The Blog

What's in Your Head..?

Approximately 450 million people worldwide have some kind of 'mental health problem' right now. And they have really, honestly tried very hard to pull their socks all the way up, and Get Over It.

After the very sad news of the death of Robin Williams last week, there was a predictable - and understandable - slew of articles and discussions about depression and mental health, and the issues around them.

And perhaps the biggest issue that came to light was how woefully badly understood and treated mental health problems still are. A situation that just cannot be considered acceptable any more.

Approximately 450 million people worldwide have some kind of 'mental health problem' right now. And they have really, honestly tried very hard to pull their socks all the way up, and Get Over It.

I'm one of them. (Actually I've had several, from an eating disorder in my teens to panic attacks in my 30s. I have Gold Membership to this club, baby, and while I'm very well and strong right now, and don't hyperventilate when I get in the Underground, I hang on to my Membership number just in case the uninvited guests come back again and trash the party. One never knows.)

You might have a mental health problem. Perhaps you don't even know it. Or the person sitting next to you might. Or your child. Or your partner.

That's the thing with mental illness; it comes in many different guises, and you don't know who has it...or when you might get it.

Most of us have jobs and children and friends; we laugh and go to the gym and look acceptably un-weird when we're in public, so as not to offend people on the bus or miss out on mortgage applications for being 'a bit abnormal' - where 'abnormal' is actually very, very normal; we floss our teeth and watch YouTube videos of cats on skateboards, and put the bins out.

Most of the time we are absolutely FINE.

But sometimes ...we're not. And when that happens - when we feel our minds are no longer quite our own - it's a very frightening feeling.

One of the biggest stumbling blocks for mental health is that we can't see it.

We humans like to SEE things. We like proof. Measurements. Graphs.

Even if we have no idea what the graph shows, or if it completely misrepresents the data, it's a GRAPH, honey, so it must be true! LOOK, there's a line, and it's going UP! That is either good, or bad, depending on what the Top Scientists say. But at least it's definitely there.

We can see a broken leg, feel a cut, and measure the size of a cancer tumour. And we know how to go about 'fixing' them. We like fixing things.

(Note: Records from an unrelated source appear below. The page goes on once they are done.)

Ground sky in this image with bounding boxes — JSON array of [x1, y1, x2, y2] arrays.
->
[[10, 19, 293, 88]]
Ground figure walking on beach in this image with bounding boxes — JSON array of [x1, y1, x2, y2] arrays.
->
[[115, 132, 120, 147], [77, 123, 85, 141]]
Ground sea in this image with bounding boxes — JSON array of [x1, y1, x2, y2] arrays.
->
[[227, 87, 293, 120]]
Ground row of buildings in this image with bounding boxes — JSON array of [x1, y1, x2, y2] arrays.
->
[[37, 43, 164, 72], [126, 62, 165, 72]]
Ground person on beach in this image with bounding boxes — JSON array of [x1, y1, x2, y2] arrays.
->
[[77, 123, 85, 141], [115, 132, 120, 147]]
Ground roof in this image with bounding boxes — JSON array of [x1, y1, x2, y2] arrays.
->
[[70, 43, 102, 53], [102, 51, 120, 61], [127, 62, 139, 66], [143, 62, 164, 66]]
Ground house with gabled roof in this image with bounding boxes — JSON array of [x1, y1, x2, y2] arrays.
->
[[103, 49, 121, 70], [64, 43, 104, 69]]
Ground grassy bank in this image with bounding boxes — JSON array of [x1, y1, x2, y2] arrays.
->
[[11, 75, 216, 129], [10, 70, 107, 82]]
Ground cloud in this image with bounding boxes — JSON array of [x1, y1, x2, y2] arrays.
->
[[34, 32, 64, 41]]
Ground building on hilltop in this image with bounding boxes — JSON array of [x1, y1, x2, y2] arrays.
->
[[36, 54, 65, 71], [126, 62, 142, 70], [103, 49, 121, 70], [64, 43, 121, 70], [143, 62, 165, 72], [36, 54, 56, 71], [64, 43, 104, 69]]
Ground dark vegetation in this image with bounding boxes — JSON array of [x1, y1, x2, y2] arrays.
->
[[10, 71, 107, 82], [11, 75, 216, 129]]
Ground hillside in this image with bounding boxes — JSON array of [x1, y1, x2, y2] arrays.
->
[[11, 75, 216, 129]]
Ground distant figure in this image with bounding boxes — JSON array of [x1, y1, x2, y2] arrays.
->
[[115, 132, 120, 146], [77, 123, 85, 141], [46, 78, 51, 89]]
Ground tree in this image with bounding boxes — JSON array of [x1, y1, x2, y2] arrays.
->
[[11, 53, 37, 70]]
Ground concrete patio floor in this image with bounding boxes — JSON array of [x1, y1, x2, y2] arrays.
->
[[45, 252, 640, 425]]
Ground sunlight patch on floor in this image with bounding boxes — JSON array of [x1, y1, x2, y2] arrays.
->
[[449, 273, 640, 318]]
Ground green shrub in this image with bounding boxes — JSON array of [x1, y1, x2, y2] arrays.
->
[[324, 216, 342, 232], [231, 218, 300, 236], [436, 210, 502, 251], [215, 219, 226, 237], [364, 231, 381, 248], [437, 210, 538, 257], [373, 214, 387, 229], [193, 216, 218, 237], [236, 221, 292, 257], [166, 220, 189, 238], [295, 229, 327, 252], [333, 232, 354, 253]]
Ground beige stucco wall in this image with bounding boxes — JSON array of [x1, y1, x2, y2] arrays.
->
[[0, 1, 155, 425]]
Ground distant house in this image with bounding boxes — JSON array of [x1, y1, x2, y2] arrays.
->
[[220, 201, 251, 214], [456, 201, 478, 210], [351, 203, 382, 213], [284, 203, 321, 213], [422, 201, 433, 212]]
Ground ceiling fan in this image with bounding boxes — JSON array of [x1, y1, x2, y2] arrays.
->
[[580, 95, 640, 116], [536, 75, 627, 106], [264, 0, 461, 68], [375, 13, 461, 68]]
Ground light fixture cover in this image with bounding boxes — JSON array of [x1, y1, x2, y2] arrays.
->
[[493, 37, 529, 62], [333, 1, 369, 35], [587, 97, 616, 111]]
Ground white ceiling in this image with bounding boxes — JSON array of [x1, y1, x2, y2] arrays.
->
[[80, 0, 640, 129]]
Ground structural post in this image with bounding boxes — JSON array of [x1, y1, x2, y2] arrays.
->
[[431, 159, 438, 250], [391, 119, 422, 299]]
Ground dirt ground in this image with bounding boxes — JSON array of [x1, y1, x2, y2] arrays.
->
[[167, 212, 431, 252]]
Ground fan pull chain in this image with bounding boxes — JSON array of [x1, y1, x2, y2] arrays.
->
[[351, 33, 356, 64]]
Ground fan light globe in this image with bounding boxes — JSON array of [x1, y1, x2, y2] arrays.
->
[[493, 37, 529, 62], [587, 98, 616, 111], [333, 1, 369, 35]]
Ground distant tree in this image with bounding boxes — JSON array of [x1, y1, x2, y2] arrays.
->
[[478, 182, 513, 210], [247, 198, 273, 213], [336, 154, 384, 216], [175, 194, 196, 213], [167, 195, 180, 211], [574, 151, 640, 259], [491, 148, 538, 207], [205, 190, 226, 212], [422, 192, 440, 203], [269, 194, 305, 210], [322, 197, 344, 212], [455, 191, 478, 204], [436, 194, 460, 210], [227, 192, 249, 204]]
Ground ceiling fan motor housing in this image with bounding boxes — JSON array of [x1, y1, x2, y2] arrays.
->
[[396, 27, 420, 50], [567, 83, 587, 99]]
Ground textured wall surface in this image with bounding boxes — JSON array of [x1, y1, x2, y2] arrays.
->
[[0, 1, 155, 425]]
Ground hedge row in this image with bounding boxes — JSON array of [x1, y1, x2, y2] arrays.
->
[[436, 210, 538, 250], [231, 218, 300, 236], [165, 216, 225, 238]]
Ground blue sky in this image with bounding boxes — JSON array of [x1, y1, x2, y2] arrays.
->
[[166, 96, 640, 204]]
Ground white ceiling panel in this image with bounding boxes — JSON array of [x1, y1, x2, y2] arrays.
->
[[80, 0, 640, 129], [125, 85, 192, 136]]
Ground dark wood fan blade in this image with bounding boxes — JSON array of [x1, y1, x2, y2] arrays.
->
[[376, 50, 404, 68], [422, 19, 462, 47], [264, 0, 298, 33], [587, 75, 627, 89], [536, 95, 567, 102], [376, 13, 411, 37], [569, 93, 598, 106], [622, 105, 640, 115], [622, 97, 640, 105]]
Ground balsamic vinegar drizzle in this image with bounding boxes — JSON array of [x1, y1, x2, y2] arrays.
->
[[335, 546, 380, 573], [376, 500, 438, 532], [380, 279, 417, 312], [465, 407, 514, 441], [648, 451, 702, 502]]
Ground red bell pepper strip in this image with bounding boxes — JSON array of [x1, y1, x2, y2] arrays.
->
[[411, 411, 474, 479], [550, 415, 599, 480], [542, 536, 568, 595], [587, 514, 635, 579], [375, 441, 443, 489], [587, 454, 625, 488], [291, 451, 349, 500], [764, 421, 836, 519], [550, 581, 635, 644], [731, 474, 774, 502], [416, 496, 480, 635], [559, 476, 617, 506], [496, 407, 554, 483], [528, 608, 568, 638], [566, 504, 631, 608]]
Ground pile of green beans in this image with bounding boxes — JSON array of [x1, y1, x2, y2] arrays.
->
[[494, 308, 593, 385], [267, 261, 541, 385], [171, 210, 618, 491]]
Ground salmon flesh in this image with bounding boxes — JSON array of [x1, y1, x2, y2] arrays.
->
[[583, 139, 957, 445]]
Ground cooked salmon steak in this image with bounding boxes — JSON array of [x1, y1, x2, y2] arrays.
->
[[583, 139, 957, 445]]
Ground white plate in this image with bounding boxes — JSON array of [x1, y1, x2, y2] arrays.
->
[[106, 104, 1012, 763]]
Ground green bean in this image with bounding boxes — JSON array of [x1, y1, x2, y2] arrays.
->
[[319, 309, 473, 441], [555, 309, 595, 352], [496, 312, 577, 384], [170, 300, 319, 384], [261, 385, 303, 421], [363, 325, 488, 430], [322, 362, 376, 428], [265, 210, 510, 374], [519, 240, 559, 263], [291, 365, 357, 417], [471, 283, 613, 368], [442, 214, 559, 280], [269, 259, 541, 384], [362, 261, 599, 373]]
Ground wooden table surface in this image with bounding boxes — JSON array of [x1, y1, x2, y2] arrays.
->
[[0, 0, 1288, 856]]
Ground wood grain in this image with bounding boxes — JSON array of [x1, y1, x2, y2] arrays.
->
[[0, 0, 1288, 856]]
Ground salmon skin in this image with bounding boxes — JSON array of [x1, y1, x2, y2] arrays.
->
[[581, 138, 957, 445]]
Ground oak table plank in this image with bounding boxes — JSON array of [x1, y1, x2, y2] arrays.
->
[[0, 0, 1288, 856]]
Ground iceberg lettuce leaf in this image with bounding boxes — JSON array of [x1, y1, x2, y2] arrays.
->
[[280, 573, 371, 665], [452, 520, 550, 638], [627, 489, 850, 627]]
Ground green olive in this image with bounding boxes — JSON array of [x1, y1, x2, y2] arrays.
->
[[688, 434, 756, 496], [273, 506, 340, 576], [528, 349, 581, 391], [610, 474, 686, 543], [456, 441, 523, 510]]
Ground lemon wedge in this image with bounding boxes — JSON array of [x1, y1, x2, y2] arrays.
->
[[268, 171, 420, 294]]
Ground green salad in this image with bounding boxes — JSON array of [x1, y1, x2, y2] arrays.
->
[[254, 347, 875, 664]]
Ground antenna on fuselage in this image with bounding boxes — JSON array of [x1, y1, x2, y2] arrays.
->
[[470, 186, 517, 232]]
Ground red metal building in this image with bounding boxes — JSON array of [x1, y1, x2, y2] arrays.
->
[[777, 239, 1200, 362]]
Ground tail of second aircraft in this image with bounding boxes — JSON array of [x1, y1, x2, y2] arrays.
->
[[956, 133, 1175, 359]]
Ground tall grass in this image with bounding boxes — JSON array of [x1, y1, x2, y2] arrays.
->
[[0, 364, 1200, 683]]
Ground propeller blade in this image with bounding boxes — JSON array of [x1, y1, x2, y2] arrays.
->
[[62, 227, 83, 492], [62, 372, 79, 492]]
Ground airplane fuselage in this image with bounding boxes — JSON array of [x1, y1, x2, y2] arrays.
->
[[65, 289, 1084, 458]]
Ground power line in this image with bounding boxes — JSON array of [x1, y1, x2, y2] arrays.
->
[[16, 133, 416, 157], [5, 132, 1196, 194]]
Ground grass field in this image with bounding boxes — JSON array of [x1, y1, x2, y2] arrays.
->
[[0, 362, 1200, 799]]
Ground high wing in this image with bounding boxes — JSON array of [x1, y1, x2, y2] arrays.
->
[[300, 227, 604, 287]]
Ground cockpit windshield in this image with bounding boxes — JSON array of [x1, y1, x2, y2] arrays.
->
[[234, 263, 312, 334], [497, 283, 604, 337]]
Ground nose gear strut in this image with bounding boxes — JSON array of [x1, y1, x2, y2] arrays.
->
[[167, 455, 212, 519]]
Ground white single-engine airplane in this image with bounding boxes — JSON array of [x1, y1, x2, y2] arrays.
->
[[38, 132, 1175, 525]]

We like glue and staples and medicines. We like tangible results, and success. It makes us feel we have some control and power over something.

But we often can't 'see' anxiety, addiction or depression. Their origins are invisible; and so we not only struggle to believe they are there at all...we fear them, just in case they are. Because we have very little idea about how to make them go away. How to fix them.

What works for one person doesn't work for another. And one person's 'Very Bad' is another's 'Pretty Manageable, actually'. There doesn't seem to be any logic or pattern. It defies what we understand as 'fixable'. The staples and the medicines often don't work, when really, we feel they should.

Some people's fear and lack of empathy even extends to total denial that depression exists, and they will quite happily tell a depressive to 'snap out of it and stop being so weak'. Just as one would, of course, say to a cancer sufferer, 'Hey loser, sort it out and stop having that brain tumour, would you??'

There's a frustratingly inexplicable nature to mental health problems, which we struggle to understand.

A strange, confusing contradiction between the outward visible smiles and an inner hidden sadness. Between how logic and upbringing tells us we should feel, given our circumstances, and how we perhaps do.

These are concepts too alien and baffling for those who have never experienced them...but horribly familiar and frightening for those who have, or still do. And then there are still those who talk about a 'choice'. As if there really is one, to someone who stopped being able to think or behave rationally years ago.

And so, amidst all the outpourings of sadness and support this week, there have, as ever in these situations, been the blamers.

Those who still see mental illness in general, and depression and addiction in particular, as a selfish, weak thing that one would avoid if one Jolly Well Tried Hard Enough.

To the blamers, and to those who still don't understand the power or nature of mental illness, I say this:

Just as it is not selfish to die of cancer, so it is not selfish to die of depression.

The illness, and its associated exhaustion and pain, is what kills.

One might even argue that it's selfish of anyone to ask a person so deep in misery and sadness and pain, to have to keep living through this, day after day after day, simply to keep the rest of us happy. To live a life they find unbearable, so that we don't have to be sad, or feel that we have failed them in some way.

There is a perhaps a selfishness there, which is worth thinking about.

But there is, and must always be, hope. Hope that there is a positive change around the corner. Because just as mental health problems can arrive unexpectedly, so they can leave that way too.

More than anything, we must carry on talking, listening, learning and teaching, until we have completely changed the face of mental heath forever, understand it for what it is, no longer fear or deny it, and treat it the way it needs to be treated.

None of us can ever know when it will come knocking on our door, and how we will deal with it.

We can just hope that if it does, we will live in a society that knows what it is, and how to help us.